To study the liberal arts is to learn to think independently and to develop new perspectives with which to evaluate familiar experiences and established knowledge. It is through this study that we nurture the mindset needed to do new and original research.
Rethink research
A traditional education in science is aimed at informing students about what has already been learned and what theories have already been developed. To make contributions to a discipline, we need to understand the current state of the discipline. This is the foundation on which most new research is built and is what Thomas Kuhn calls “normal science”. However, sometimes to make progress, we must rethink our established theories and consider beginning again with an entirely new set of assumptions. This is what Thomas Kuhn calls a “paradigm shift”. Examples of paradigm shifts that have revolutionized our understanding of the world include the theory of evolution, the theory of relativity and quantum mechanics.
To prepare students to be able to rethink conventional wisdom, it is essential to make students think for themselves and to have thoughts that they have never had before. That is one of the primary goals of the liberal arts and is exemplified in philosophy. Philosophy forces us to question everything that we normally take for granted. What is real? What is a person? Where did the world come from? What is time?
Students who are very practically-minded sometimes object to philosophical thought experiments because they seem to have nothing to do with real life. For example, when I discuss with my class what would happen if a woman travelled back time and tried to shoot her own grandmother, I am sometimes met with impatient indifference. They think that’s never going to happen, so why try to imagine it? I remind them, however, that when Einstein tried to imagine what it would be like to ride on a beam of light, the ideas which that absurd notion provoked eventually led him to develop the theory of relativity.

Think independently
It is not enough, of course, to simply think new thoughts or imagine strange scenarios. You must also critically examine these ideas, and to do that, you need to have the skills and the courage to think independently. One of the most important roles of a liberal arts education is to develop those skills and nurture that courage.
This is an on-going theme in the classes I teach. During my course “Conceptions of Nature from Aristotle to the 20th Century”, for example, I taught students about how different civilizations throughout history have regarded nature, and I began with Aristotle. After a few lectures, a student said to me, “I’m confused. Last time you told us that nature has a plan, and today you tell us that nature doesn’t have a plan!” I explained that I had not told the class that nature had a plan, but rather that Aristotle believed that nature had a plan. Later I told the class that according to evolutionary theory, nature does not have a plan. I was not telling him what to believe about nature, but rather introducing him to different views of nature that had been held by different people in different cultures. “So which one is right?” he persisted. I explained that it was not my job to tell him which view was right: that he needed to think for himself.

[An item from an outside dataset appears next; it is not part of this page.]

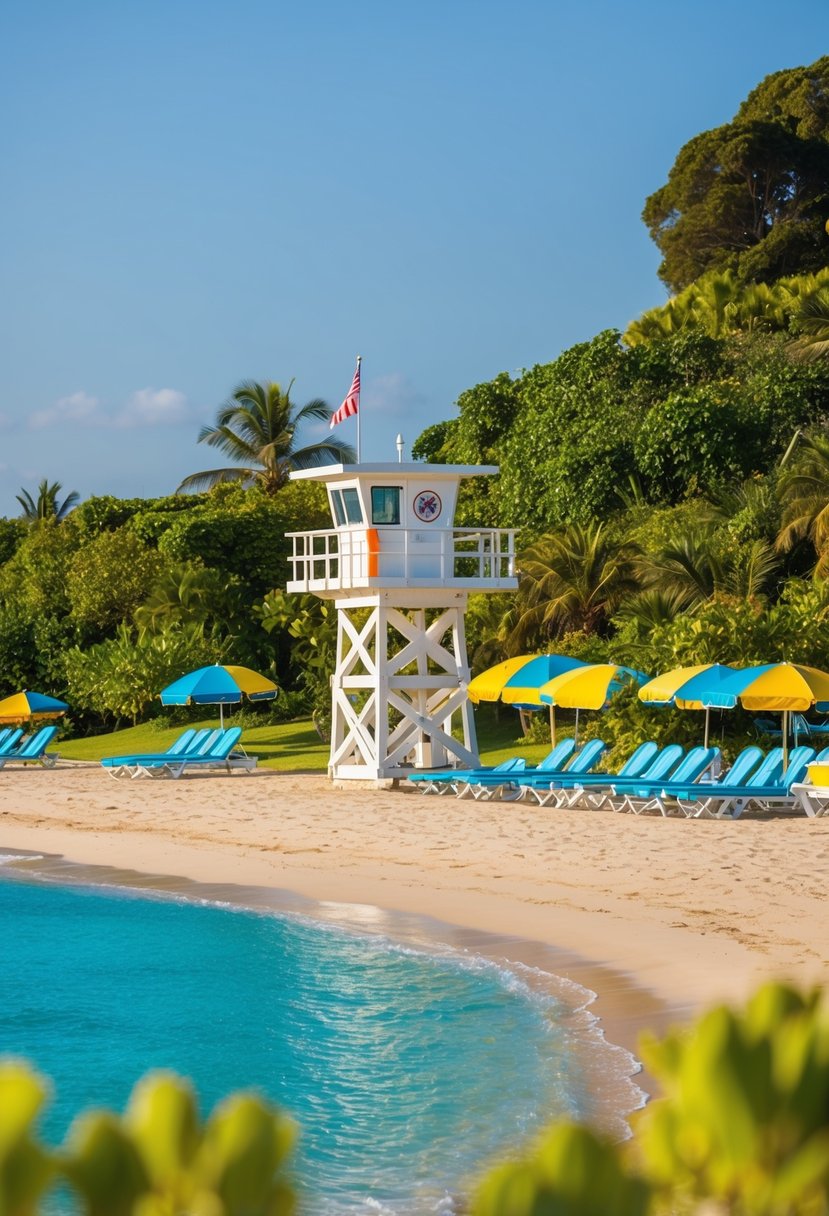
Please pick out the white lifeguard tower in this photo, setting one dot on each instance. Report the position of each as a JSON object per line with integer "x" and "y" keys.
{"x": 400, "y": 574}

If you freely exercise your imagination but do not use critical thinking to analyze the consequences, then imagining riding on a beam of light might inspire you to write a comic book. However, if you use your understanding of physics and apply logic to your daydream, then imagining riding on a beam of light might inspire you to develop a new theory about the fundamental laws of the universe.
Question everything
The liberal arts in general, and philosophy in particular, prepare students to question established beliefs, consider ways in which things might be different, analyse the implications of those differences, and eventually synthesize the analysis of possibilities with the observation of realities in order to produce a deeper understanding of whatever subject the students apply themselves to.
A passive thinker can do normal science but to revolutionize our understanding of how the world works, it is necessary to be in the habit of questioning even the most obvious “truths” and to take seriously the consideration of the seemingly impossible.
As Einstein said in a letter to a friend in 1944, “This independence created by philosophical insight is – in my opinion – the mark of distinction between a mere artisan or specialist and a real seeker of truth.”